労働基準法改正|中小企業が押さえておくべきポイントと取るべき対策とは

2019年4月に労働基準法が改正されました。その背景には働き方改革の実現があり、この法改正にともない中小企業にはさまざまな対策を講じることが求められています。

そこで、この記事では労働基準法の改正や関連法案の施行に関して、中小企業が押さえておくべきポイントとどのような対策を取るべきなのか解説します。

1.労働基準法を改正した目的は労働力不足の解消

日本では、「少子高齢化による生産年齢人口の減少」に伴い、労働力不足に悩まされています。

今後働き手はますます減り、どこも労働力不足に陥る可能性があります。
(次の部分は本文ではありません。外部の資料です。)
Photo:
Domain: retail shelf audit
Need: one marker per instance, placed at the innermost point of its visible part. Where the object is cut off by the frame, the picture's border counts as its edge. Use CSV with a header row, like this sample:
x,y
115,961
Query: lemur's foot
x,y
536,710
さらに育児や介護との両立など働き手側のニーズも多様化しており、仕事だけに時間を割ける状況ではありません。

この「労働力不足の解消」のために働き方改革が提唱され、その一環として労働基準法は改正されたのです。

1-1.働き方改革の3つの柱

今後日本に訪れる深刻な労働力不足を解決するべく、働き方改革では以下の3つの柱を立てています。
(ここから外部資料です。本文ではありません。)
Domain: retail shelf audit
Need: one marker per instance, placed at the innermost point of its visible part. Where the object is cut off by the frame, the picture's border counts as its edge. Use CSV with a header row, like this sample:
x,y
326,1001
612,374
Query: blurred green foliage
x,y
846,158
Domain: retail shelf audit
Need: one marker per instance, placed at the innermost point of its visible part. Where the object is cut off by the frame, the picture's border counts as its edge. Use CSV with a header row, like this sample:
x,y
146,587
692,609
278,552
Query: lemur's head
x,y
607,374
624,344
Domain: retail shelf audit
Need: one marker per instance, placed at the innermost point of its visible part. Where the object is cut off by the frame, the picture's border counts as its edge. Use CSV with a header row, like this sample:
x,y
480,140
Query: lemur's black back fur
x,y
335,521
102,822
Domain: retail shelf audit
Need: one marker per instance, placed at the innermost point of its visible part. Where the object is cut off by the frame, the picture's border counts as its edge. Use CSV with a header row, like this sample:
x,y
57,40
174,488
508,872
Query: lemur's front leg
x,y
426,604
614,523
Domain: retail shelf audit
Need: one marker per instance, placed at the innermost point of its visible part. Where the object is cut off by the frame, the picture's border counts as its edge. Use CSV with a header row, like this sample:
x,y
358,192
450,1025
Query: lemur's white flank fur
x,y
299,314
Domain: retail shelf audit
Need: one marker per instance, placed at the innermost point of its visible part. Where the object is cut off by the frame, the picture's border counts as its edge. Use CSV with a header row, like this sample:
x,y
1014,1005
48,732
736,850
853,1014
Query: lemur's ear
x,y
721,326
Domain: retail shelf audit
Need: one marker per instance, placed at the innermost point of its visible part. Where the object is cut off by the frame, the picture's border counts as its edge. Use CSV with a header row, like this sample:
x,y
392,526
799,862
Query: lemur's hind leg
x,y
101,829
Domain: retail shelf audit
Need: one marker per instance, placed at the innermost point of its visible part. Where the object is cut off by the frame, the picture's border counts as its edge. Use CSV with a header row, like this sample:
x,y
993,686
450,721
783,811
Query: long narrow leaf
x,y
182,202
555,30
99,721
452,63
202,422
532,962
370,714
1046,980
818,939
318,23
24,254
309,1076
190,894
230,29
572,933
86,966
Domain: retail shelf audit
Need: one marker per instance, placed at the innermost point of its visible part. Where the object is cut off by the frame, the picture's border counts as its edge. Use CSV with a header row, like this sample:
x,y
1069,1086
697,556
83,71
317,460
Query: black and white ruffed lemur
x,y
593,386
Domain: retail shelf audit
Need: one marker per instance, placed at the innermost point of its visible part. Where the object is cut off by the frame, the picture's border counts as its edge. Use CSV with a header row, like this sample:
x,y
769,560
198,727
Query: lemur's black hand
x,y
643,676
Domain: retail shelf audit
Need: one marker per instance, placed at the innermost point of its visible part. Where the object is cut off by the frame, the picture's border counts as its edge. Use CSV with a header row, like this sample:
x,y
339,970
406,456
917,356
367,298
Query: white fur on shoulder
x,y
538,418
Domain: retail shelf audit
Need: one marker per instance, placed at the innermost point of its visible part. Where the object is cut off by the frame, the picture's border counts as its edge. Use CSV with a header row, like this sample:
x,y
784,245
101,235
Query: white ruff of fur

  1. 長時間労働の削減:仕事の生産性を高め、仕事と家庭の両立を図る
  2. 非正規雇用の待遇改善:同一労働同一賃金を実現
  3. 高齢者の就労促進:定年引き上げや継続雇用により労働力を確保

そのために、以下の3つを実現する必要があるのです。

  1. 家庭と両立できる社会
  2. 非正規雇用者の格差是正
  3. 高齢者の積極雇用

2.労働基準法改正の4つのポイント

2019年4月に、長時間労働を是正するべく労働基準法が改正されました。まずは中小企業がこの改正で抑えておくべきポイントを4つ挙げていきます。
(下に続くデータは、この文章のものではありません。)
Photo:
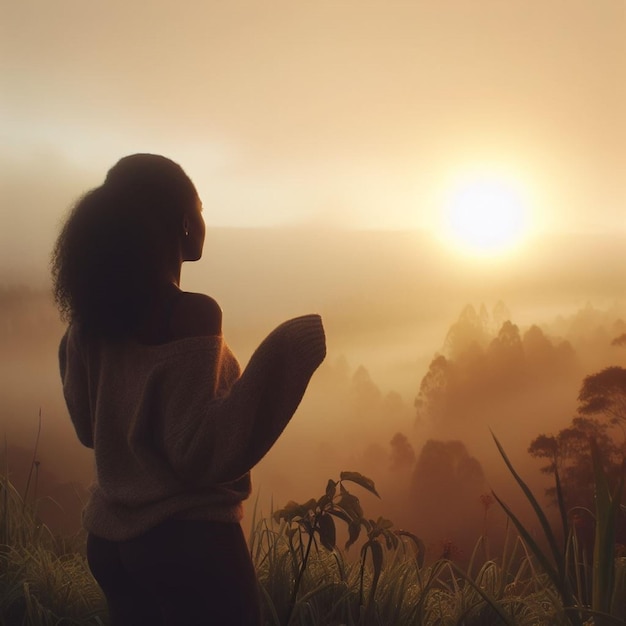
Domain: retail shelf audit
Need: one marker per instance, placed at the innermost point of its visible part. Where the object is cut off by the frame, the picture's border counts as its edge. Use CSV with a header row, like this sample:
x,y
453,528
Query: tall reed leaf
x,y
607,508
558,575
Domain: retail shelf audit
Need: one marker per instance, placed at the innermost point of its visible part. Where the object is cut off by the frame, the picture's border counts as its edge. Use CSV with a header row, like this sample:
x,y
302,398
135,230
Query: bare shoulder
x,y
196,315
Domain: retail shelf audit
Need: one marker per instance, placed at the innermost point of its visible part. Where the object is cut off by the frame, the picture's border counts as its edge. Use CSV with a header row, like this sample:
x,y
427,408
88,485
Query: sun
x,y
485,215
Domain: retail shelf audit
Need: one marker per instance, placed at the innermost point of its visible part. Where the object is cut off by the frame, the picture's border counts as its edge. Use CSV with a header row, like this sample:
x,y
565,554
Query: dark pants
x,y
181,573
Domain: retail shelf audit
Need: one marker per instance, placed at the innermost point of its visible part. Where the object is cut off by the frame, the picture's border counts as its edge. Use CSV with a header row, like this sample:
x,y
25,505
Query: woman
x,y
153,388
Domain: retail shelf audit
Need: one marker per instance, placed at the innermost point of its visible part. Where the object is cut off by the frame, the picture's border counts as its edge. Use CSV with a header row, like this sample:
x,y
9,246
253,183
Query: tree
x,y
605,393
603,396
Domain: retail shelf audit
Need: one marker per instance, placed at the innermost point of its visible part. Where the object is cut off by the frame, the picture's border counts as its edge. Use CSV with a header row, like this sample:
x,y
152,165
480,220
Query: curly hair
x,y
117,244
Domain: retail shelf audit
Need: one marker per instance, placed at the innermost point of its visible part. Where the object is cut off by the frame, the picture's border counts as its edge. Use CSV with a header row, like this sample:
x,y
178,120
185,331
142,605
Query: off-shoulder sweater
x,y
176,427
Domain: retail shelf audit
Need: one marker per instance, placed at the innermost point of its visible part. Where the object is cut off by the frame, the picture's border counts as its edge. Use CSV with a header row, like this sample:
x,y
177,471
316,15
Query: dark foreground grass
x,y
45,580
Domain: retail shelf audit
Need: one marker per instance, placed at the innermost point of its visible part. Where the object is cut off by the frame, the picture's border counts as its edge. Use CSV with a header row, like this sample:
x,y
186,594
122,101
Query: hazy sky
x,y
357,114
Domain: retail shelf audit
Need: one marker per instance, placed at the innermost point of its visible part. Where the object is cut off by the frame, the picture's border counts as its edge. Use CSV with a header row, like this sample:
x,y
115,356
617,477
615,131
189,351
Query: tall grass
x,y
307,580
44,580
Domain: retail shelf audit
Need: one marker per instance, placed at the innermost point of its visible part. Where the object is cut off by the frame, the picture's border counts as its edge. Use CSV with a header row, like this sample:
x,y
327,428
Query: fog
x,y
519,337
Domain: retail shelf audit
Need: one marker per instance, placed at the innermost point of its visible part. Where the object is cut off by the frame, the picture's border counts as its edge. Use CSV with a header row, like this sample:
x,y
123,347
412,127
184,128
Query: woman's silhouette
x,y
153,388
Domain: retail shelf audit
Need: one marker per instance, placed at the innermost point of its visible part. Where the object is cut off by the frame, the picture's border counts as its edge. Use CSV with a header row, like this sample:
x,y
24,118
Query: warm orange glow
x,y
485,215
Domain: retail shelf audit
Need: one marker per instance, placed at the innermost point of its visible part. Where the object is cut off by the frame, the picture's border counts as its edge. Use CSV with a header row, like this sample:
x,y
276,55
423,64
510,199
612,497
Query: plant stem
x,y
294,593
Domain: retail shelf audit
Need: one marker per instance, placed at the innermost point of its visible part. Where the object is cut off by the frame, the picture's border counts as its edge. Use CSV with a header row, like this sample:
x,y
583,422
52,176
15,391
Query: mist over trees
x,y
431,455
  • 労働基準法改正のポイント①:時間外労働の上限規制と罰則
  • 労働基準法改正のポイント②:36協定の制度改正
  • 労働基準法改正のポイント③:月60時間超の割増賃金が5割に(中小企業は2023年4月1日施行)
  • 労働基準法改正のポイント④:年次有給休暇の時季指定の義務化

順に見ていきましょう。

2-1.労働基準法改正のポイント①:かなり厳しい時間外労働の上限規制と罰則

これまで法律で規制されていなかった時間外労働に、上限規制が設けられました。また、上限規制を順守できなかった場合には罰則が設けられるなど、かなり厳しい内容になっています。

2-1-1.時間外労働の上限規制の原則と例外

時間外労働の上限規制は、「原則として守らなければならない事項」および「やむを得ない場合の例外」があります。

  • 上限規制の原則①:月45時間以内
  • 上限規制の原則②:年360時間以内

一時的な業務量の増加でやむを得ない時期(以下:繁盛期間)であれば、上限規制の原則が例外的に緩和されます。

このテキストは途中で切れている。